Tuft Associate Mary McMahon advised more than 100 business event professionals participating in a recent PCMA Webinar that “now is the time to position yourself for your next career move within your organization or for your next opportunity.”

McMahon was the guest speaker for PCMA’s Zoom webinar entitled, The State of Recruitment: Strategize to Stabilize Your Career.  PCMA is the world’s largest and most recognized network of business event strategists with 7,000 members, 17 chapters, and activities in 30 countries.

“We’re now witnessing the greatest global change we’ve ever seen. So much is unknown and unsettling. But remember history: Unprecedented change can also trigger great creativity and exceptional new opportunities,” says McMahon, who leads successful Tuft searches for chief executives and senior management positions.

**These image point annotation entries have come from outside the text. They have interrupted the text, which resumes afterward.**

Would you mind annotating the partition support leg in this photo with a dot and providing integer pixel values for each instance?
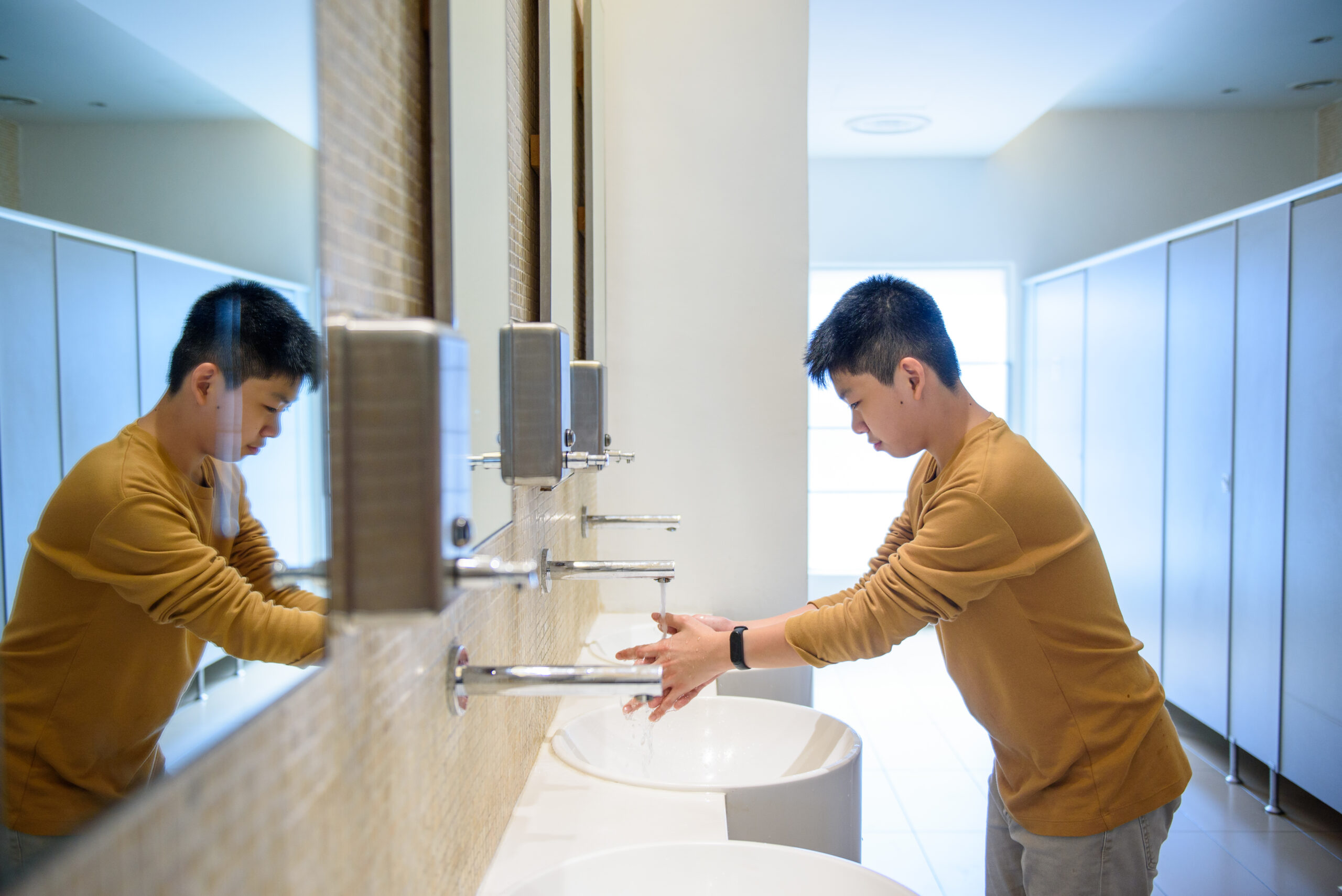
(1273, 806)
(1233, 777)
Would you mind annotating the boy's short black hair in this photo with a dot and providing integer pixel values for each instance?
(878, 323)
(248, 330)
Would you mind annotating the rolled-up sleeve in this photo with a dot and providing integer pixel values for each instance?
(960, 554)
(147, 550)
(900, 533)
(254, 557)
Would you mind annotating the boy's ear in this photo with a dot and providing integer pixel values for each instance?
(913, 371)
(205, 379)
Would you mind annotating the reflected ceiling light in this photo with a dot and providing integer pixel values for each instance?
(888, 124)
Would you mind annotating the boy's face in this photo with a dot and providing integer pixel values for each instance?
(889, 416)
(247, 416)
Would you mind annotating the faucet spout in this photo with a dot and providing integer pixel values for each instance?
(552, 569)
(669, 522)
(468, 681)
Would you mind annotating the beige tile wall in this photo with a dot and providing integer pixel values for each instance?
(361, 781)
(8, 164)
(1330, 138)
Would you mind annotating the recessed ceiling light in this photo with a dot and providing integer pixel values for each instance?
(888, 124)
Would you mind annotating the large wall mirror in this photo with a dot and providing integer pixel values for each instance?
(566, 135)
(480, 191)
(149, 152)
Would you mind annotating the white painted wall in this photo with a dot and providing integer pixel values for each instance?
(1072, 186)
(706, 217)
(235, 192)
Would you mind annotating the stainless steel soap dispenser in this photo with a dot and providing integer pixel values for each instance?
(588, 387)
(399, 405)
(536, 439)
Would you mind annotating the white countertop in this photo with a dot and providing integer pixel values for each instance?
(564, 813)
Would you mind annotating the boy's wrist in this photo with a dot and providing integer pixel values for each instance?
(722, 652)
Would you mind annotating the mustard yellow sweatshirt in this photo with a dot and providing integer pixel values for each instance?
(998, 554)
(125, 580)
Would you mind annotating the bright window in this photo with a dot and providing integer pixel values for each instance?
(854, 491)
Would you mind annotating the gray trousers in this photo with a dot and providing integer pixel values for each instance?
(20, 852)
(1113, 863)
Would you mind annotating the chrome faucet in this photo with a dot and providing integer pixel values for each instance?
(552, 569)
(465, 681)
(670, 522)
(468, 573)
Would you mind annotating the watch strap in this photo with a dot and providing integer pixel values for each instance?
(737, 645)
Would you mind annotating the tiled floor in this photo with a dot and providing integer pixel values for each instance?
(925, 797)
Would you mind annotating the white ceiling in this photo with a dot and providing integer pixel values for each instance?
(1259, 47)
(984, 70)
(160, 61)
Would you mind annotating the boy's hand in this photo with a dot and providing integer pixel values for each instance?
(690, 659)
(716, 623)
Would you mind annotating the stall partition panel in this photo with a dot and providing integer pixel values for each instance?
(1199, 423)
(1125, 431)
(1263, 261)
(99, 360)
(30, 405)
(1059, 376)
(1312, 668)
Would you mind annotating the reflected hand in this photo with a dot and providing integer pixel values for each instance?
(690, 659)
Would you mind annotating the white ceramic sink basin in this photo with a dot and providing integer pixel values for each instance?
(608, 645)
(709, 870)
(791, 776)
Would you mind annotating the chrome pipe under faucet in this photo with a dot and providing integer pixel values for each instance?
(587, 570)
(669, 522)
(468, 681)
(468, 573)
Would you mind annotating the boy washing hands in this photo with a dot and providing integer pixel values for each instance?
(995, 552)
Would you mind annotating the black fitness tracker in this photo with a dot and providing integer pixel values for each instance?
(739, 648)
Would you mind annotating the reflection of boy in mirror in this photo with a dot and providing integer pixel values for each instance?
(145, 552)
(992, 550)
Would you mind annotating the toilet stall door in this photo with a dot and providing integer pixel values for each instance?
(1199, 419)
(1059, 376)
(1259, 481)
(30, 408)
(100, 360)
(1125, 431)
(1312, 654)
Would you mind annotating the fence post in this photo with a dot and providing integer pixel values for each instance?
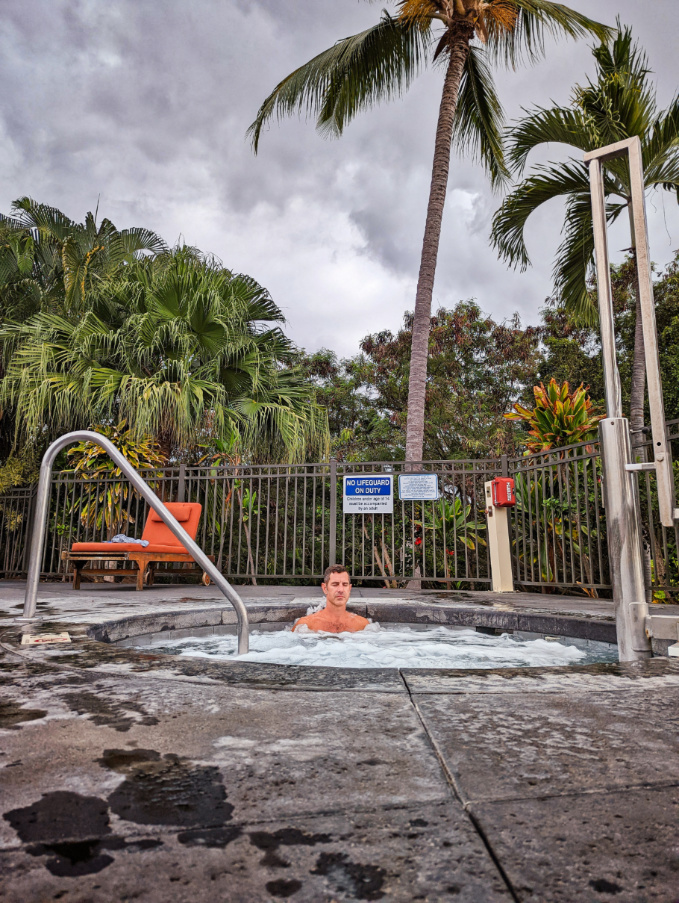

McMahon outlined a number of significant changes and outcomes that are already reinventing the American workplace:

  • Conferences, meetings, trade shows, and other in-person events won’t happen until people once again feel safe about getting together in large groups, traveling on planes, and staying in hotels.
  • Thanks to available technology (Zoom, GoToMeeting, Skype, etc.), business can be conducted virtually—and productively.
  • Companies and organizations now see that employees can work from home, so telework is no longer just an option. It’s a necessity as employers decide, or are forced, to reduce overhead costs by shrinking office space.


These and many other dramatic workplace shifts can also mean new opportunities to advance careers or carve new professional paths. Here are some of McMahon’s key predictions:

  • Online education and e-learning are “nuclear hot” right now. Every organization is already expanding online delivery of professional content and education programs. This will only escalate and require even more experts who know technology platforms, learning channels, and more.  
  • Certification and testing are important—and will grow.  Many professionals need certification to meet job requirements, while others will opt for credentials as a way to stand out in the market. Also, an increased focus on sanitizing and virus-prevention protocols could trigger new types of certification or safety standards.     
  • Demand will shift from specialists to generalists. If you’re a meeting planner, now’s the time to identify what else you’ve done—worked in membership, marketing, education, sales, and so on—to offer an even broader skillset to an employer. Leverage your skills and talents to be valuable across multiple functions.
  • Pay attention to your heart’s desire.  Yes, this matters, especially because staying at home has turned us inward to reflect on what really interests and inspires us.  Take a good look at those interests to see what might trigger a new path or generate new income.
  • Be ready to pivot. With staff furloughs and reductions, salary freezes, and other major changes, employers will value even more those staff who are flexible and willing to take on other responsibilities and be an all-around asset.

McMahon advises: “There’s no going back. Much of what ​we did before no longer exists, so it’s time to prepare for a different future.”